It’s a clever move narratively, but because of the foundation The Good Place has laid and the creative reputation that precedes it, the impact is felt most deeply on an emotional level. Here was a manifestation of the sincerity and the honesty that marks Schur’s other TV worlds, crumbling to dust. The tables turn on a wickedly maniacal laugh from Ted Danson, who’d spent 12 episodes in the disguise of an avuncular divine messenger. (The creator of this world, he is named, not coincidentally, Michael; the finale is titled “Michael’s Gambit.”) Following the finale, TV critic Emily Nussbaum responded in the pages of The New Yorker (with a wink to The Good Place’s playful way of bowdlerizing curse words):

“After watching nine episodes, I wrote a first draft of this column based on the notion that the show, with its air of flexible optimism, its undercurrent of uplift, was a nifty dialectical exploration of the nature of decency, a comedy that combined fart jokes with moral depth. Then I watched the finale. After the credits rolled, I had to have a drink. While I don’t like to read the minds of showrunners—or, rather, I love to, but it’s presumptuous—I suspect that Schur is in a very bad mood these days. If Parks was a liberal fantasia, The Good Place is a dystopian mindfork: It’s a comedy about the quest to be moral even when the truth gets bent, bullies thrive, and sadism triumphs.”

In one swift, sickening turn, The Good Place gains several shades of complexity, and they color the second season of the show in ways that were unforeseeable a year ago. (NBC sent the first four episodes to critics ahead of the premiere; they’re pretty great—the third has an impressive amont of fun with the new status quo.) They’ve also renewed my appreciation for the times when the settings of Parks And Recreation and Brooklyn Nine-Nine look a little less like little slices of The Good Place on earth. Parks And Rec indulged a certain amount of wish-fulfillment in its later years—forecasting an enshrinement of its progressive values that, sadly, didn’t come to pass—but the show introduced plenty of truth-benders, bullies, and sadists to challenge Leslie’s faith in governance and community. The community occasionally filled all three roles simultaneously, in the form of the roving comment section that attended public meetings and visited city hall to loudly petition for time-capsule inclusions, tax exemptions, and permits for “missing bird” fliers. (“There’s no time! He can fly!”)

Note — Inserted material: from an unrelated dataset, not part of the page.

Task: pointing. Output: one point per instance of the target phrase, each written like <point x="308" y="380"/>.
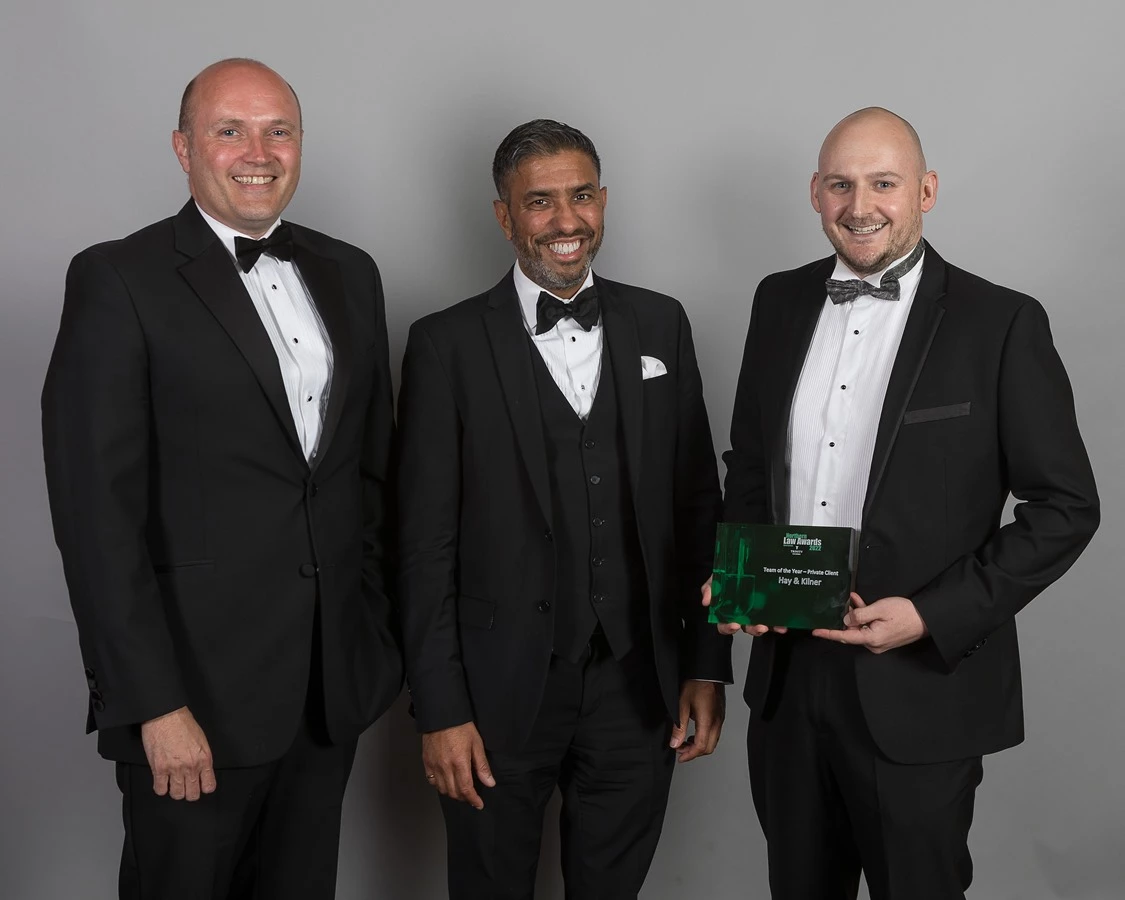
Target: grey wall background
<point x="708" y="117"/>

A few months after “Michael’s Gambit,” Brooklyn Nine-Nine took its own risk, puncturing its rosy view of the NYPD with an episode concerning racial profiling. In “Moo Moo,” Detective Sergeant Terry Jeffords (Terry Crews) searches his neighborhood streets for his daughter’s lost blanket, only to be stopped-and-frisked by a white patrolman. Like The Good Place and its finale, “Moo Moo” uses what we take for granted about Brooklyn Nine-Nine and reverses it to make an emotionally effective point: Just because the main characters on the show are good cops, it doesn’t mean everyone they work alongside is. This kicks off a complicated dialogue between Terry and his commanding officer, Captain Raymond Holt (Andre Braugher); Holt tells Terry not to file a report on the incident, Terry presses Holt on why. The scene that ensues deftly juggles the depth with which the performers have gotten to know their characters, the personal histories the show has woven for them, the fact that Brooklyn’s two highest ranking officers are played by actors who are black, and several variations on the word “besmirched.” It’s stunning work all around.

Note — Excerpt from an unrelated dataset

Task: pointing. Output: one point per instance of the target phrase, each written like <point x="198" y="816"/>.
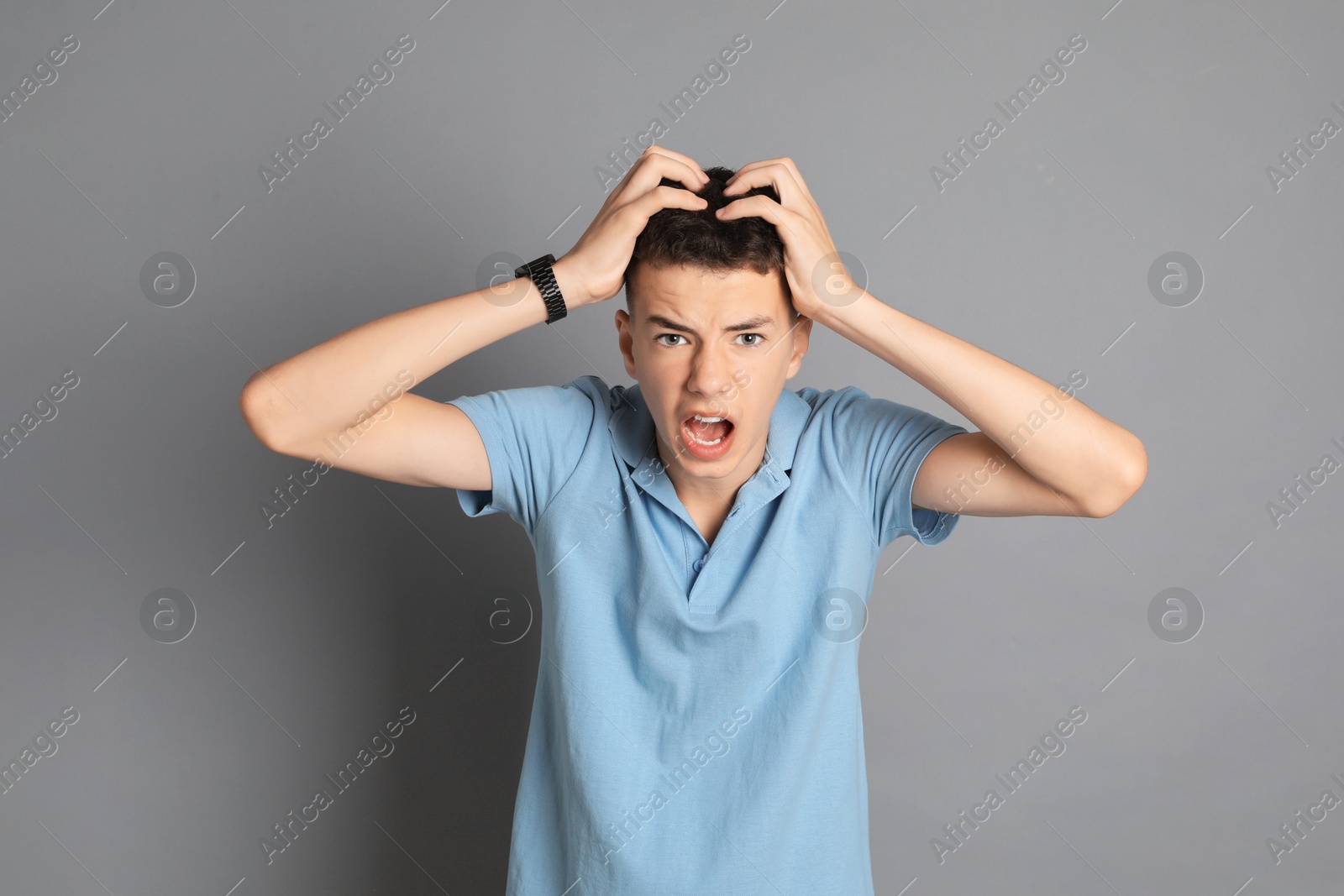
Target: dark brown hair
<point x="699" y="239"/>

“We didn’t want it to feel like a completely different, special episode,” Dan Goor later told Uproxx’s Alan Sepinwall. That said, “Moo Moo” has an impact because of the ways it doesn’t resemble the average Brooklyn Nine-Nine. The officer who harasses Terry upsets the balance of the show’s idealized world; “Moo Moo” draws a great deal of drama (and a little bit of humor) out of the characters attempt to restore that balance. It’s something they can’t fully restore, but the episode still ends on a note of celebration and poignancy between Crews and Braugher.

The good places in the Michael Schur catalogue aren’t impenetrable fortresses, and the shows that are set there aren’t guaranteed escapes from the demons, the cranks, or the racist cops that populate our world. But even at the bottom of the deepest, darkest pit, there’s bound to be sincerity, emotion, and honesty. For viewers living in a world that looks increasingly like The Bad Place, that counts for a lot.